Fragments are syntactically incomplete utterances that convey a full message, although parts of this message are not explicitly expressed and must be recovered from the context. This thesis is concerned with the recovery of this implicitly conveyed message. Based on evidence from corpus studies, representative of both unrestricted language use (spontaneous spoken interactions) and restricted language use (written question answering interactions), fragments have been classified according to their context dependency into two main classes: a) fragments resolved according to some linguistically represented antecedent, and b) fragments resolved against a conceptual representation of some highly focused referent, either introduced in the discourse or present in the communicative context. The resolution of the second type of fragment often requires some reasoning in order to establish the connection between the focused referent and the content of the fragment.

Taking into consideration results from cognitive studies regarding discourse memory, a discourse model is proposed in which information at the linguistic level rapidly decays, while information at the conceptual level remains longer in memory.
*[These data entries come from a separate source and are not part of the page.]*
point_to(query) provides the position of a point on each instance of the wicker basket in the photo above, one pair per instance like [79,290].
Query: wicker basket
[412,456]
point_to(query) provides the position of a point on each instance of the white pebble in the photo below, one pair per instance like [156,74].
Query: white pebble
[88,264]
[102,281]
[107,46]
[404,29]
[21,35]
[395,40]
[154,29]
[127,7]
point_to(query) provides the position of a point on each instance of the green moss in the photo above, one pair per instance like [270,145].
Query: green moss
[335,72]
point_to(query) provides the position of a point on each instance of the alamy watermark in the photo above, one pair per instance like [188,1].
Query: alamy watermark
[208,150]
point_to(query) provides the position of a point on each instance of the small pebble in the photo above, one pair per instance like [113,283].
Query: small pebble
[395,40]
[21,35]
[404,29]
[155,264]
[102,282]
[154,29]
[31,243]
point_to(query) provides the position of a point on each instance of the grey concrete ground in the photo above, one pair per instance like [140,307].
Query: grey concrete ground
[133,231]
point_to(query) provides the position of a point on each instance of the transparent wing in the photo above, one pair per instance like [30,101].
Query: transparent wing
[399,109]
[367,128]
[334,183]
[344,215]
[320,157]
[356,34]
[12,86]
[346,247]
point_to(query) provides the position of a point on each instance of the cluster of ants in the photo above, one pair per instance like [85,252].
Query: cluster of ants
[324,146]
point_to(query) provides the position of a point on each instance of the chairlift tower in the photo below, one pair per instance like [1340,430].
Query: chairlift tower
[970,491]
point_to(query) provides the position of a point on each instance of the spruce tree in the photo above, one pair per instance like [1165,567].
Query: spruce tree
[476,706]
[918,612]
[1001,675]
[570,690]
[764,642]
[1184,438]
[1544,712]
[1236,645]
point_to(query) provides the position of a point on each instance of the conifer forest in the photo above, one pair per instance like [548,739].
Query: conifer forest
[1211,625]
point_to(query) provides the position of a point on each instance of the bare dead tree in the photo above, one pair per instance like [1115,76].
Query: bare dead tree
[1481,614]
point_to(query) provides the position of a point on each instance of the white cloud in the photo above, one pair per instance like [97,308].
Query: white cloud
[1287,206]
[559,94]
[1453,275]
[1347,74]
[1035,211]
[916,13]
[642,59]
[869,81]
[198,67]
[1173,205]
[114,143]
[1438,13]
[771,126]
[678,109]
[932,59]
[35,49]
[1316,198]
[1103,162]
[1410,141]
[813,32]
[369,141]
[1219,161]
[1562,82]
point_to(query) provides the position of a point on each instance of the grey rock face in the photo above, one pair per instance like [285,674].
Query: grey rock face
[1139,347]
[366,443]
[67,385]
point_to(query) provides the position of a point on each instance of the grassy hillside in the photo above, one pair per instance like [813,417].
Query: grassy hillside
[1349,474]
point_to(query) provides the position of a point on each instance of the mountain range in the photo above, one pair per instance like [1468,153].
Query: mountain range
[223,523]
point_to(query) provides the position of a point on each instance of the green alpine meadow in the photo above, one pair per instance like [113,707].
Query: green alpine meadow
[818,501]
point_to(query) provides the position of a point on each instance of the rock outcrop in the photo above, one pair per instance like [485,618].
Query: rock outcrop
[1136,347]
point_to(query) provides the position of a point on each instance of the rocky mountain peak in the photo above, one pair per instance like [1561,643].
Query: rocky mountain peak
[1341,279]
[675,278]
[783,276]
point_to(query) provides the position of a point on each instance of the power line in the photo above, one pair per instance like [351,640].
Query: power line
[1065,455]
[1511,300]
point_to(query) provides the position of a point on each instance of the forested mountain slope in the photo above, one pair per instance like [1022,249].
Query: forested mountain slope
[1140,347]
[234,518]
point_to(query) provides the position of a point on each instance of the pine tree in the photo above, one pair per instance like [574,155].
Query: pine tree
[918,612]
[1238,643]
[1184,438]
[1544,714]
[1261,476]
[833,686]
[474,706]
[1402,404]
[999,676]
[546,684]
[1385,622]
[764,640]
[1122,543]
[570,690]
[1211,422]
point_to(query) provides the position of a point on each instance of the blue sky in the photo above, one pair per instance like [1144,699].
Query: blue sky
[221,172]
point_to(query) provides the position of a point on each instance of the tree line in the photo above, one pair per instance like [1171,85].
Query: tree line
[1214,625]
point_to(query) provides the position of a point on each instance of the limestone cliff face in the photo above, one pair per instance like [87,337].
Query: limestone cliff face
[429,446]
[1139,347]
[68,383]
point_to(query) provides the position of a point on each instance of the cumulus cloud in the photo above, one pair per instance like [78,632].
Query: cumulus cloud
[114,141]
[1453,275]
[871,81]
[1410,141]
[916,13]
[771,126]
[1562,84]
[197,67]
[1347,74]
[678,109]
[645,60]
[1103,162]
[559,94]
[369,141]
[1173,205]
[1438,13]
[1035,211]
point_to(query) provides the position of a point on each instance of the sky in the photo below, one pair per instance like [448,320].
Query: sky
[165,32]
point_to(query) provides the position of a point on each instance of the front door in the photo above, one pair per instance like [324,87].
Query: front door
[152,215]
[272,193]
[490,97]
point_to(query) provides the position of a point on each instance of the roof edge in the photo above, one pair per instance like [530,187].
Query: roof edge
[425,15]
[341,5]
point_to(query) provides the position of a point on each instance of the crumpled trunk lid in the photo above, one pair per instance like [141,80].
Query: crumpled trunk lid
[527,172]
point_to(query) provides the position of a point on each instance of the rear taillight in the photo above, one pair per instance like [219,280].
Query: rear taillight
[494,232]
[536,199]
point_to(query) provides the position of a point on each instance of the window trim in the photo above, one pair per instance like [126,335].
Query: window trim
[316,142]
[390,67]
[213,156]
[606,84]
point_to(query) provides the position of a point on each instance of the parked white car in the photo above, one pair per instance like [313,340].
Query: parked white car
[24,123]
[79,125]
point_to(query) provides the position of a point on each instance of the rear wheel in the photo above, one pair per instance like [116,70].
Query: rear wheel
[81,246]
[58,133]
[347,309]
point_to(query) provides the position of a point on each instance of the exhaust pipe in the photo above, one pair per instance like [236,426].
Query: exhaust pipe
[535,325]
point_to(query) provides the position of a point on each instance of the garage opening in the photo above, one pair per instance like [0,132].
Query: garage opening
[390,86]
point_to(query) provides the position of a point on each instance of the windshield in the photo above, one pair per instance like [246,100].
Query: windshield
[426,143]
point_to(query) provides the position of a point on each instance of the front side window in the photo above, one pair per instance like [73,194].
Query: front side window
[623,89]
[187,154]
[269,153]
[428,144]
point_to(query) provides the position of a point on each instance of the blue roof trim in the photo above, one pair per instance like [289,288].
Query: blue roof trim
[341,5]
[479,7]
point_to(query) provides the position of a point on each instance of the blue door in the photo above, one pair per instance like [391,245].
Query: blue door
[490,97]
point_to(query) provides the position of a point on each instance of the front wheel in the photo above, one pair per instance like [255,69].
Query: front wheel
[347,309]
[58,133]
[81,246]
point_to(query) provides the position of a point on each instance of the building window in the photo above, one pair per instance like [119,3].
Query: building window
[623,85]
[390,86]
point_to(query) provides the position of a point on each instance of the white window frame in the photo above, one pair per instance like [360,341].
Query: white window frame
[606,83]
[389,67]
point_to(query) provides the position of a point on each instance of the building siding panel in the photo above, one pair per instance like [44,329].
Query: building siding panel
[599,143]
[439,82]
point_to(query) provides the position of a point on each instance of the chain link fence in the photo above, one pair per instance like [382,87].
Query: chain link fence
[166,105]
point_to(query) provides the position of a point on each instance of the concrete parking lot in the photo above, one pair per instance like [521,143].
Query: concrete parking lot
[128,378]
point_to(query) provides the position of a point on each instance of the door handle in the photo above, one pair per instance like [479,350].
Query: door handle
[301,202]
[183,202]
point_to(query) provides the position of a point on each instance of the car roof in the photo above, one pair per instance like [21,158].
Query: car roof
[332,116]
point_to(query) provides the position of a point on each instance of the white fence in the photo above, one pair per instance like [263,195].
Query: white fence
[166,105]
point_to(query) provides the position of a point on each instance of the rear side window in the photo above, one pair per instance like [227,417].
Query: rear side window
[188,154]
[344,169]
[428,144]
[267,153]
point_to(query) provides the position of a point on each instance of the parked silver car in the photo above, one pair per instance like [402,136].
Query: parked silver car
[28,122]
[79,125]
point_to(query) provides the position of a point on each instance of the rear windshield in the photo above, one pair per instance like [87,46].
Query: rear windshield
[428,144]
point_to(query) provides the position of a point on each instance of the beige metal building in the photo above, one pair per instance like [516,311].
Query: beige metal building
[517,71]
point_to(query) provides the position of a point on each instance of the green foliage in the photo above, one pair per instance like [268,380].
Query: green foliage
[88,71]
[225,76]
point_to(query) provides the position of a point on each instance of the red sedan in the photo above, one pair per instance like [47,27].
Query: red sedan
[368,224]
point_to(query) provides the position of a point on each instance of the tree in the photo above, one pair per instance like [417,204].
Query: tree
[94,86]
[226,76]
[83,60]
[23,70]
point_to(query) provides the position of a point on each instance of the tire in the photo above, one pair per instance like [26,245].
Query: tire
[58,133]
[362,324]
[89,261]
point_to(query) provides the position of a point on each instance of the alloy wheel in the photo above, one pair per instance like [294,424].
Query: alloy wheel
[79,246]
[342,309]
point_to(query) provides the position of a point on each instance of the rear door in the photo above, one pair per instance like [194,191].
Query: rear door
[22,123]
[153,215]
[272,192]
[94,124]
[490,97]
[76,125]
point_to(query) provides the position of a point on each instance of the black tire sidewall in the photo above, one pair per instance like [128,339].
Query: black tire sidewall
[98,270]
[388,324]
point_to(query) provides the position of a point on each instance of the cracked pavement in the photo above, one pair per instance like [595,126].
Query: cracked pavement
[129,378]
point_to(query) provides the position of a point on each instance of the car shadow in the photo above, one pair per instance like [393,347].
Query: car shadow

The antecedents of fragments are either semantic structural representations of previous utterances still in memory or semantic conceptual representations in the focus of attention. A formalization of this model within the HPSG framework is presented. For this purpose, an interface has been designed in the HPSG declarative grammar formalism, which allows reference to dynamic processes without compromising the declarativeness of the representation.

With the aim of obtaining information about the use of fragments in question answering (QA) interactions a Wizard-of-Oz simulation of a QA system has been conducted and the obtained corpus has been investigated regarding the use of implicit reference devices. This corpus has served as a point of reference for the implementation of the theoretical model as a discourse module with fragment resolution capabilities in a QA application.

In the implemented discourse module, fragment resolution at the linguistic level considers information from several sources, such as named-entity recognition, syntax and knowledge. Regarding resolution at the conceptual level, two alternatives have been developed: a connectionist resolution component and a hybrid one. The conceptual representation of the content of the discourse has been implemented as a symbolic neural network, where the focus of attention is determined by "spreading activation". In the hybrid approach, resolution is achieved by querying an external ontology regarding the well-formedness according to the domain model of the association between some referent in the focus of attention and the content of the fragment. In the connectionist approach the network is enriched with knowledge and resolving a fragment involves finding the most active association in the network between some referent and the content of the fragment.

This work concludes with a quantitative evaluation of the implemented solution and an analysis of its coverage. The discourse module improves the total coverage of the original QA system by 8.6%.